I started swimming competitively when I was nine years old. It was the only sport I could do well, with my flat feet and lack of running skills and hand-eye coordination. I became as dedicated as any swimmer could get. I was the first one in the pool, last one out, before school, after school, weight lifting. Never skipped a set or a lap. (Ok, rarely skipped.) I distinctly remember one of my old coaches sitting down with me to discuss my future in swimming. He asked what my goals were, whether it was getting a better time, beating a certain person, or going to the Olympics. I looked at him, all confused, and said, “Doesn’t every swimmer want to go to the Olympics?”

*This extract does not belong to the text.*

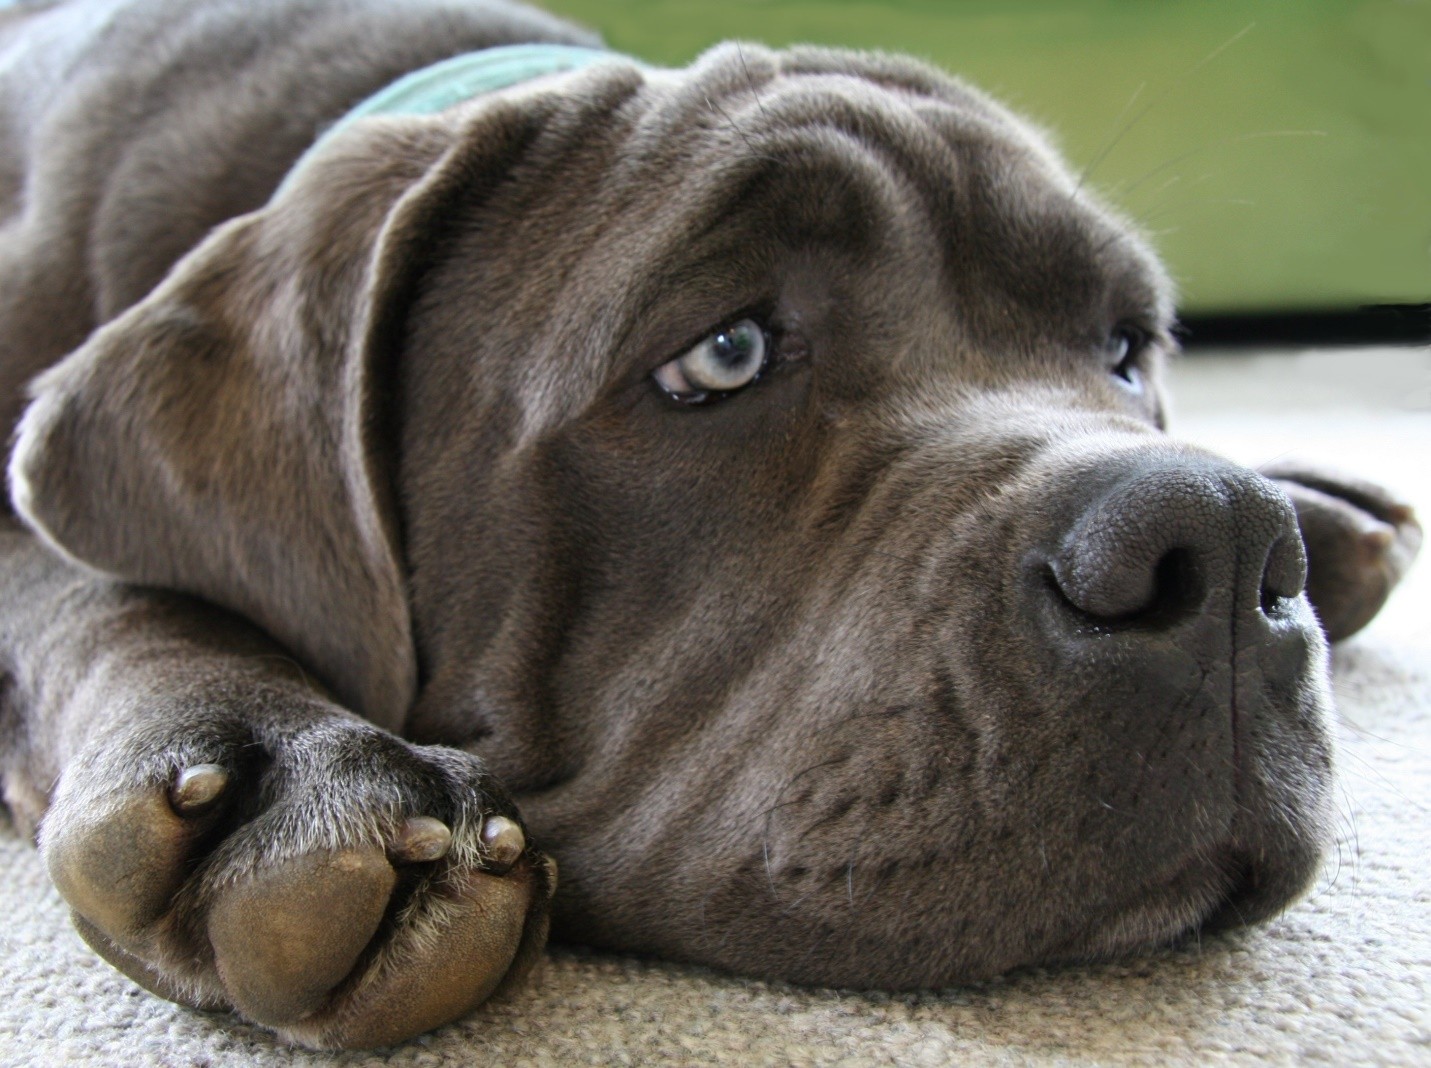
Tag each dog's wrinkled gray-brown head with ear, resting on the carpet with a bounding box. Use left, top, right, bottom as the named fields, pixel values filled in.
left=13, top=47, right=1331, bottom=986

I calculated my age and the years that the summer Olympics were held and decided that I would probably be at my peak when I was 22 years old, for the 2012 Olympics. I figured I wasn’t going to be a Michael Phelps at age 15, but by 22, I should have it in the bag.

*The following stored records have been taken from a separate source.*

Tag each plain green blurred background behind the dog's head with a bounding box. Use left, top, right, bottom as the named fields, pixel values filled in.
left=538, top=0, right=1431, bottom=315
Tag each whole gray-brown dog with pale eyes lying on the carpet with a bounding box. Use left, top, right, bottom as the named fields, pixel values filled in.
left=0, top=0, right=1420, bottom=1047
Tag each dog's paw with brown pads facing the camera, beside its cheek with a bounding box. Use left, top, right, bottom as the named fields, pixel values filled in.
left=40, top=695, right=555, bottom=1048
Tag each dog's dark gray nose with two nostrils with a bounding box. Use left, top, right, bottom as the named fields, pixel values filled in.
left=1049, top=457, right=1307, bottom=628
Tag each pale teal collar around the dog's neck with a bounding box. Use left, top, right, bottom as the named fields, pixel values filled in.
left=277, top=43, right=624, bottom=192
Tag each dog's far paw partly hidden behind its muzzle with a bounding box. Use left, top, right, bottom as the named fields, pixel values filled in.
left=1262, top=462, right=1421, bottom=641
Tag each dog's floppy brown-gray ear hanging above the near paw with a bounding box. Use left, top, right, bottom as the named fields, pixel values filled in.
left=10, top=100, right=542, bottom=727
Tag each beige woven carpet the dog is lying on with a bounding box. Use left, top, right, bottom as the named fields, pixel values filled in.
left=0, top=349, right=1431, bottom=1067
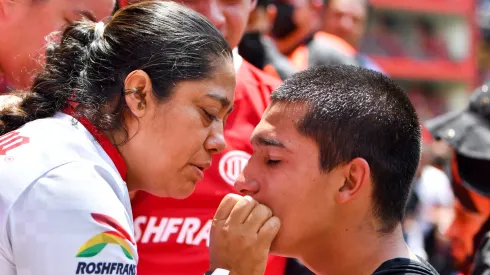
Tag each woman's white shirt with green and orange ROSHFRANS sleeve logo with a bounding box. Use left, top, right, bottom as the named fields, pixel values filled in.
left=0, top=114, right=138, bottom=275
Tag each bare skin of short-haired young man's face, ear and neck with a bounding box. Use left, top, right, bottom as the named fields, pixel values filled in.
left=235, top=102, right=415, bottom=274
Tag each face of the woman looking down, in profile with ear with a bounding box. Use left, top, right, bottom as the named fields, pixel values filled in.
left=119, top=58, right=235, bottom=198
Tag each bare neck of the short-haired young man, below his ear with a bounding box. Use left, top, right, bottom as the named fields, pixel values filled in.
left=299, top=226, right=416, bottom=275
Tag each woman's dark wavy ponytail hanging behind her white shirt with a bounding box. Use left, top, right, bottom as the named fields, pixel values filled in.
left=0, top=16, right=101, bottom=136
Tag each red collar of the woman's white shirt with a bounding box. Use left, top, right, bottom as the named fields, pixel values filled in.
left=63, top=106, right=126, bottom=181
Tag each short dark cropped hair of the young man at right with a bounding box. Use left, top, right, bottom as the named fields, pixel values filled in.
left=272, top=65, right=421, bottom=232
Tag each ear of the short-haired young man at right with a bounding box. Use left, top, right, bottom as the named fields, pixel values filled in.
left=337, top=158, right=371, bottom=203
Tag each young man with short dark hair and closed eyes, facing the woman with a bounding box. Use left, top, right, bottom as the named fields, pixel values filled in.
left=224, top=65, right=437, bottom=275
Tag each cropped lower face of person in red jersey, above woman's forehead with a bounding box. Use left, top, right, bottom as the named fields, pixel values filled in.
left=174, top=0, right=257, bottom=48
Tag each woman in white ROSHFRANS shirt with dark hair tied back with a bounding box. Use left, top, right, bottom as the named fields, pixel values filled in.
left=0, top=2, right=278, bottom=275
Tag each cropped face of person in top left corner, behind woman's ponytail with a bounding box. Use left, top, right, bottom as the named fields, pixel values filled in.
left=0, top=0, right=115, bottom=94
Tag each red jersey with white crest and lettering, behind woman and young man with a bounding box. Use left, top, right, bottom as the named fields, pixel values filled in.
left=132, top=57, right=286, bottom=275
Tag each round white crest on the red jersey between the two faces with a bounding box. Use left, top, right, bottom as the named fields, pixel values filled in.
left=219, top=150, right=250, bottom=186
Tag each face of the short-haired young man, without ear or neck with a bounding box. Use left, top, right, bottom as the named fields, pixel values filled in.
left=235, top=103, right=344, bottom=256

So, yes, this was the year I should have gone to the Olympics.
I would never have come close to the fast times that these Olympians are going. I would have been drowning in their wake as they swam circles around me. I was never, ever on track to swim that fast. I had the most drive and motivation a coach could ever want in an athlete, but you have to have more than that to be the absolute best. You have to have some kind of innate talent and ability that cannot be taught or learned. These Olympians are naturals to the point of having super powers. But children should have dreams. The goal of every young athlete should be to go to the Olympics. It’s what teaches them to work hard, never give up, shake off mistakes and learn to work even harder.
The Olympians, not just those competing in London right now, but all of the past and future Olympic athletes, are heroes and role models to so many people, especially children. I looked with awe and wonder at the massive shoulders of my heroes competing on television and I watched them break records and I wanted to be in their shoes someday. And that is where I learned my dedication and commitment and my drive.
I had posters of swimmers covering my bedroom walls when I was younger. I meticulously cut pictures out of magazines, even tiny pictures that were barely three inches wide. So many you could hardly see the wall. Pictures of Dara Torres, Aaron Piersol, Dana Munz, Misty Hyman, Natalie Coughlin, Brendan Hansen, Michael Phelps. When I took them down sometime in high school, I’m pretty sure I saved them, because I couldn’t bear to throw away my childhood idols. These athletes were the ones that kept me in the pool, made me go to practice, and helped me with my stroke. I imagined I was one of them when I practiced and raced. I watched videos about how Michael Phelps swims his butterfly, and I tried to emulate him. These athletes were and still are my heroes and convince me every day that great things can be achieved, with hard work and a dream.
Every kid in sports needs that. Every adult not in sports needs that. We need to be able to believe that impossible is possible, that dreams can come true. We can see it on the athletes’ faces– the smiles as they touch the wall, score the last point, finish the race– that this is the moment they prepared for all their lives, and we’re living that moment with them. Because those moments are our moments. Those were our dreams too and we might not be the ones competing in London, but that was our goal, that was supposed to be our Olympics. So we’re left to live vicariously through the ones who were lucky enough to be born with the natural talent that we didn’t get, the monstrous shoulders, the massive legs, the precise stroke, the better coaching and more pool time. It’s not difficult to see why we didn’t go, so we’ll settle. We’ll let them swim our races, let them win the medals. We’ll cheer with them and cry for them and our hearts will break for them, in their successes and failures. These are our heroes, representing the United States, representing all of the young athletes whose dream it is to get there, representing all the non-athletes who can still find joy in their triumph.
I will let them swim my races. Michael Phelps, Ryan Lochte, Dana Vollmer, Missy Franklin, Allison Schmitt, Cullen Jones…I guess they’re pretty good, they probably worked pretty hard. But by God, they better swim well. Because that was supposed to be me there.